Global growth is now projected to increase from an estimated 2.9% in 2019 to 3.3% in 2020 and 3.4% for 2021. That is a downward revision of 0.1 of a percentage point for 2019 and 2020, and 0.2 for 2021 compared with the IMF’s October World Economic Outlook (WEO).
“The reality is that global growth remains sluggish, which makes it harder for countries to boost incomes and living standards,” said IMF Managing Director Kristalina Georgieva at a press conference at the World Economic Forum in Davos, Switzerland. “Above all, we are all adjusting to the new normal of high uncertainty.”
She said that although the so-called “phase one” agreement between the US and China is “good news,” the underlying causes of trade tensions and the fundamental issues of trade reform still exists.
“In the first weeks of the new year, we have witnessed increased geopolitical tensions in the Middle East, and we have seen the dramatic impact of climate shocks-in Australia and parts of Africa,” she said. “So, here is our main message: While in October we were able to sum up our economic forecast in two words – ‘synchronized slowdown’ – we now have four words: ‘Tentative Stabilization, Sluggish Recovery.’”
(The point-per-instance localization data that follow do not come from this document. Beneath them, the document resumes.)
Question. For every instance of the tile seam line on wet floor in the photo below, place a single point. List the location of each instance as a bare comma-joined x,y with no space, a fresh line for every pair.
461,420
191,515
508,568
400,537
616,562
The outlook wasn’t entirely negative. The IMF said that market sentiment has been boosted by tentative signs, such as a bottoming out of manufacturing activity and global trade, a broad-based shift toward accommodative monetary policy, “intermittent” favorable news on US-China trade negotiations, and diminished fears of a no-deal Brexit.
It also said that despite weaker baseline growth projection, developments since the fall of 2019 indicate a set of risks to global activity that is “less tilted to the downside” compared to the October outlook.
“These early signs of stabilization could persist and eventually reinforce the link between still-resilient consumer spending and improved business spending,” said the IMF in its report. “Additional support could come from fading idiosyncratic drags in key emerging markets coupled with the effects of monetary easing.”
Nevertheless, the IMF said “downside risks remain prominent,” including rising geopolitical tensions between the US and Iran, intensifying social unrest, further worsening of relations between the US and its trading partners, and deepening economic frictions between other countries.
“A materialization of these risks could lead to rapidly deteriorating sentiment, causing global growth to fall below the projected baseline,” said the report.
The global growth trajectory reflects a sharp decline followed by a return closer to historical norms for a group of underperforming and stressed emerging market and developing economies. Those include Brazil, India, Mexico, Russia, and Turkey. The growth forecast also relies on relatively healthy emerging market economies maintaining their robust performance even as advanced economies and China continue to gradually slow down.
The IMF said growth in the US is expected to moderate to 2% in 2020 from 2.3% in 2019, and decelerate further to 1.7% in 2021, which is 0.1 of a percentage point lower than the October outlook.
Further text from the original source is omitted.